Lloraba
sórdidamente por mi leve garganta,
por donde resbalaban
tímidamente las palabras húmedas,
las palabras sin nombre todavía.
Respiraba
con lentitud
forzada, para que mi agonía
no se lanzara presurosa al aire,
porque a mi alrededor
había mucha gente. Estaba
en la deshilvanada y familiar cola
de un pequeño cine de barro: el «Chamberí»
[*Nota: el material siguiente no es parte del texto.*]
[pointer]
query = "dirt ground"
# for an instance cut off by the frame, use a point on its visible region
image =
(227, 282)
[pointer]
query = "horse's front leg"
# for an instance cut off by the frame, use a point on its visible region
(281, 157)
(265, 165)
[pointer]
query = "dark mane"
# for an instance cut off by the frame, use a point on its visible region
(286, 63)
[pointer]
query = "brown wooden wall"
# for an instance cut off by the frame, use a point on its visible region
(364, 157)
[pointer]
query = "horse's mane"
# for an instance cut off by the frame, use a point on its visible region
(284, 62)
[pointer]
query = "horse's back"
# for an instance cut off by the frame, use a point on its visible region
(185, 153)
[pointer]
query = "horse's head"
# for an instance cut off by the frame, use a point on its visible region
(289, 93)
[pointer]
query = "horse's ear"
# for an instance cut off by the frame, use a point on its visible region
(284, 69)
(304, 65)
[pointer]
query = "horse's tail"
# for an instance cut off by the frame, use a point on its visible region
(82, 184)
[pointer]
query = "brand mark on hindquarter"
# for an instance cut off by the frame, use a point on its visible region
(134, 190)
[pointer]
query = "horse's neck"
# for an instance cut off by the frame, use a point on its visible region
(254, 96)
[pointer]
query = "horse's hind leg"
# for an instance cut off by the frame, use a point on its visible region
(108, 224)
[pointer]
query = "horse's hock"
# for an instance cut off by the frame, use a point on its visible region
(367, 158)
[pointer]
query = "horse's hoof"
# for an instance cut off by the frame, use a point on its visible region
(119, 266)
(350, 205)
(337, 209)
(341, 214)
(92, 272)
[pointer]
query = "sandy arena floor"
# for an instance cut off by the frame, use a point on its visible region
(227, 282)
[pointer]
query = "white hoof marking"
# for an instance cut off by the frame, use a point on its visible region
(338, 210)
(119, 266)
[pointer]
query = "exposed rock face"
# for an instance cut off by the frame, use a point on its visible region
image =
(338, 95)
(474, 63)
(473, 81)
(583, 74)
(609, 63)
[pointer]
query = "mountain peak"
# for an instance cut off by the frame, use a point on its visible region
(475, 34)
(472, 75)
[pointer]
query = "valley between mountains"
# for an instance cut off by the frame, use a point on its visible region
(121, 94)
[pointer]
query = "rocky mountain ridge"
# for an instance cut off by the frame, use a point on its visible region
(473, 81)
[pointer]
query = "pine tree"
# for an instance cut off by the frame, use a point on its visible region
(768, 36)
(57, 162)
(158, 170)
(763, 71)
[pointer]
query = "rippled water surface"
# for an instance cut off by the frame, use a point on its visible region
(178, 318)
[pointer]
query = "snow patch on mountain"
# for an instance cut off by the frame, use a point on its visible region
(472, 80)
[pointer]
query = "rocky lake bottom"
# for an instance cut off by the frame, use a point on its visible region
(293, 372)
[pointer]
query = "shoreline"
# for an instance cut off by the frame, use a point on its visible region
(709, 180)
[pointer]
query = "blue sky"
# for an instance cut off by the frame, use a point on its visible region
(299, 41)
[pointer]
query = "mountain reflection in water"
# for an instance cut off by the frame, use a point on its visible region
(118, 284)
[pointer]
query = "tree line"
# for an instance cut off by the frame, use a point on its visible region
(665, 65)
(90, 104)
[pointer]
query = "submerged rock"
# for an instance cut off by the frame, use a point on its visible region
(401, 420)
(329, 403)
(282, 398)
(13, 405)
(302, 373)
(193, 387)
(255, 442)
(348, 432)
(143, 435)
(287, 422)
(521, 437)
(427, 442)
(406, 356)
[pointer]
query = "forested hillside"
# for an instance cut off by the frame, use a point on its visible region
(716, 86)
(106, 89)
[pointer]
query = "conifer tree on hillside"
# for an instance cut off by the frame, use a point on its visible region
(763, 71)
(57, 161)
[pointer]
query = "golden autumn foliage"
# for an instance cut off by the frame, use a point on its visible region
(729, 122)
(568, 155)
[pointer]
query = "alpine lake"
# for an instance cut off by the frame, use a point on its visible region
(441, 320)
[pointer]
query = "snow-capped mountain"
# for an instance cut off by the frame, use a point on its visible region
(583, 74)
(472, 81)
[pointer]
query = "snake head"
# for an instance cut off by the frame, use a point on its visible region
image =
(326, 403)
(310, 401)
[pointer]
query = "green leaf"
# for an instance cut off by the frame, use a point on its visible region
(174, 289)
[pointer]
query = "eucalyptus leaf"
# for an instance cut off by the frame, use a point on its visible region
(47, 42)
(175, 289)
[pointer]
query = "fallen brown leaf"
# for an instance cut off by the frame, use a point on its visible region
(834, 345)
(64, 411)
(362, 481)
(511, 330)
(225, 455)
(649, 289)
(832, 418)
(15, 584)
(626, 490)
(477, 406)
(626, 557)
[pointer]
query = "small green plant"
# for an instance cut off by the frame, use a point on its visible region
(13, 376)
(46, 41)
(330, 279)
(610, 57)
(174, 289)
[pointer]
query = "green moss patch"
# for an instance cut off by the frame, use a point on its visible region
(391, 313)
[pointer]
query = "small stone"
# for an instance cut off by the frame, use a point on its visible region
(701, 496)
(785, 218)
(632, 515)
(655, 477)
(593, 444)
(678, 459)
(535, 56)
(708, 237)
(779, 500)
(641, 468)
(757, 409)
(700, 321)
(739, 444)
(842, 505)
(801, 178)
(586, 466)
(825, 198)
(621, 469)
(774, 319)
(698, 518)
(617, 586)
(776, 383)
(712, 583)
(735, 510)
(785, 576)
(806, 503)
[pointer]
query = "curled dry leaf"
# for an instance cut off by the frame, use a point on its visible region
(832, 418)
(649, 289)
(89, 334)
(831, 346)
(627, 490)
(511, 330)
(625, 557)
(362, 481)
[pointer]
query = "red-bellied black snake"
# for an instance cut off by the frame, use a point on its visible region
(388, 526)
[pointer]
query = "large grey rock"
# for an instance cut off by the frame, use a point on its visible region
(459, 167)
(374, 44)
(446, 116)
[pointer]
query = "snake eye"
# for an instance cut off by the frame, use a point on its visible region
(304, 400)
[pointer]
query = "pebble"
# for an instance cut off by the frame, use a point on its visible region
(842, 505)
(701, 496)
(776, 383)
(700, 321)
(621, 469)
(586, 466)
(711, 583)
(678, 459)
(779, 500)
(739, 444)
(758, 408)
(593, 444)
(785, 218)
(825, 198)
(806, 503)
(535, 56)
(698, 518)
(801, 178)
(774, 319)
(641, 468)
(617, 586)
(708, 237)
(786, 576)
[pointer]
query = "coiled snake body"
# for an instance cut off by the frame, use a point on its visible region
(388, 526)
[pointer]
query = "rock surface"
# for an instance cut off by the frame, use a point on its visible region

(donde las butacas habían de estar calientes -era de sesión continua-,
donde un vaho maloliente
penetraría
por mis poros
durante más de dos horas,
donde, acaso, una «extraviada » pierna
rozaría la mía
y un taconazo afiladísimo
intentaría hacerle comprender a aquel podrido hueso,
su humana condición
de animal primitivo,
donde…),
y me puse a observarla.
Novios, de los que luego parecería estaban ocupando
una sola butaca.
Niños que, mientras daban puntapiés en el asiento de delante,
irían alfombrando la sala
de cacahuetes o pipas.
Hombres y mujeres de una edad ya madura,
pero infantiles, sencillos, que se reirían estrepitosamente
cuando el protagonista, al resbalar y caerse,
se embadurnara la cara
con una tarta de crema, o llorarían
con idéntica facilidad
ante cualquier lance folletinesco, e irían
alternando las carcajadas y el llanto
con un gran bocadillo de tortilla.
Sí, allí estaban todos
esperando su turno para tomar la entrada.
Contentos, felices con sus pequeñas aspiraciones
satisfechas. Para ellos
aquel rato de cine
vendría a ser
como una continuidad de lo que llevaban dentro.
Como un esparcimiento honesto
tras una jornada de intenso trabajo.
De pronto me miré, me miré hacia dentro y comprendí
que yo allí desentonaba, ya que mi alma,
no estaba acorde con la levedad del momento,
porque lo único
que iba buscando allí
era
una pequeña muerte de dos horas y pico.